Unwirklich

Unwirklich ist ein seltsames Wort. Es trifft zurzeit mein Lebensgefühl. Da sitze ich in Meiningen am Markplatz auf einer Bank und lecke in der Sonne ein Eis. Normalerweise keine Information für die Zeitung. Doch ich weiß, dass Covid-19 immer noch eine Gefahr ist. Unwirklich.

In den Läden tragen immer mehr Menschen keinen Mundnasenschutz mehr – oder sie tragen ihn lässig heruntergezogen. Da hilft er nicht. Unwirklich.

Gefühlt wird jede Situation im Alltag zu einer kleinen Ausnahme: „Es sind doch nur wir hier. Das kann man locker sehen.“ Unwirklich.

Alles soll wieder auf normal umgestellt werden. Dabei ist normal der Zustand, der uns angreifbar gemacht hat. Dieser Zustand soll das Ziel sein? Unwirklich.

Spreche ich mit Menschen, die in der Intensivmedizin arbeiten, bekomme ich ein anderes Bild vermittelt. Am Ernst der Lage hat sich nichts geändert. Unwirklich.

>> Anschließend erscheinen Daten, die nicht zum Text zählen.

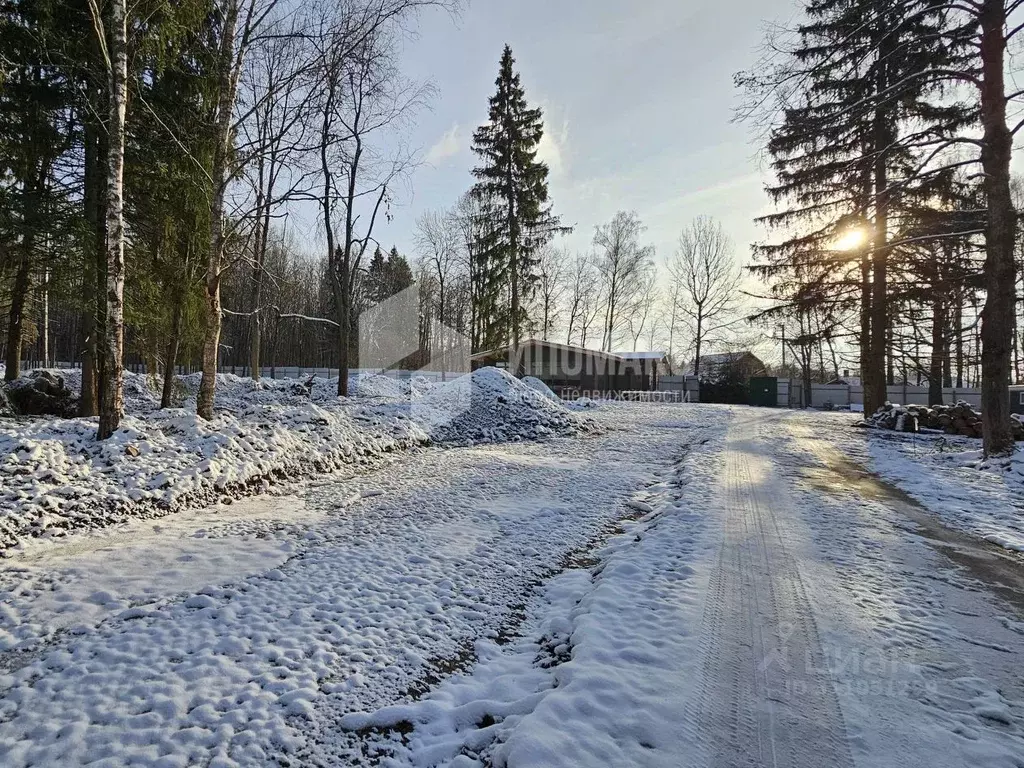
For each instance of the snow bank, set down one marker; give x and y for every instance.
(491, 404)
(55, 476)
(947, 474)
(536, 384)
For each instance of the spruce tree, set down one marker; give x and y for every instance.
(844, 154)
(515, 213)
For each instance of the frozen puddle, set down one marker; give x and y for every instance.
(79, 582)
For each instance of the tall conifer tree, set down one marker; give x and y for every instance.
(515, 213)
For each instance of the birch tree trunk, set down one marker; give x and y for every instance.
(112, 402)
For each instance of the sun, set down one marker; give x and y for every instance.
(851, 240)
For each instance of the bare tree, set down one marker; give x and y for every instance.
(708, 279)
(584, 298)
(360, 96)
(437, 242)
(275, 97)
(622, 263)
(243, 23)
(112, 36)
(640, 311)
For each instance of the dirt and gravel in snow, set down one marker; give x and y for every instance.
(692, 586)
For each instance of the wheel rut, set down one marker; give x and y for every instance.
(766, 696)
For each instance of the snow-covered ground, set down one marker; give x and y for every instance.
(690, 585)
(946, 473)
(56, 477)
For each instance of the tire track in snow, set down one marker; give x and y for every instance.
(766, 698)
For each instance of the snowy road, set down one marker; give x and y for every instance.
(701, 586)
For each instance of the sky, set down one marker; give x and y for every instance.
(638, 101)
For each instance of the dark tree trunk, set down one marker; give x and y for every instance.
(172, 355)
(997, 314)
(15, 316)
(940, 352)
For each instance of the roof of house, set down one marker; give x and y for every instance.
(501, 351)
(721, 357)
(652, 355)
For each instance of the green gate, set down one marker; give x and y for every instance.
(763, 391)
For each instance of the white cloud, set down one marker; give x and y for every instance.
(552, 148)
(446, 146)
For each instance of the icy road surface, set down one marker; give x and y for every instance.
(701, 586)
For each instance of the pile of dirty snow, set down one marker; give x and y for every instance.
(491, 404)
(536, 384)
(55, 476)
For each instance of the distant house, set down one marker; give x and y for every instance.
(730, 367)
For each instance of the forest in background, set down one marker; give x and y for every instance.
(152, 154)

In den Nachrichten höre ich von neuen Ansteckungen in China. Menschen fordern hier und da, dass man in China die Wet Markets verbieten solle. Oft wissen diese Menschen nicht, dass der Fleischer im Supermarkt ihrer Wahl diesen Supermarkt zu einem Wet Market macht. Wir nennen das bei uns nur nicht so. Unwirklich.

In der Bibel heißt es über Christenmenschen: „Denn Gott hat uns nicht gegeben den Geist der Furcht, sondern der Kraft und der Liebe und der Besonnenheit.“ Kraft, Liebe und Besonnenheit scheinen mir gute Freundinnen in unwirklichen Zeiten zu sein. Alles braucht zurzeit das Extra an Energie. Die Liebe erinnert mich: Es geht um meine Mitmenschen. Wenn ich mich gut verhalte, hilft es uns allen. Besonnenheit ist nicht mit Gold aufzuwiegen. Besonnenheit ist weder träge noch aktivistisch, sie schweigt nicht aber sie schreit auch nicht. Besonnen – mit Sinn – will ich handeln und leben.

Ich wünsche uns Kraft, Liebe und Besonnenheit.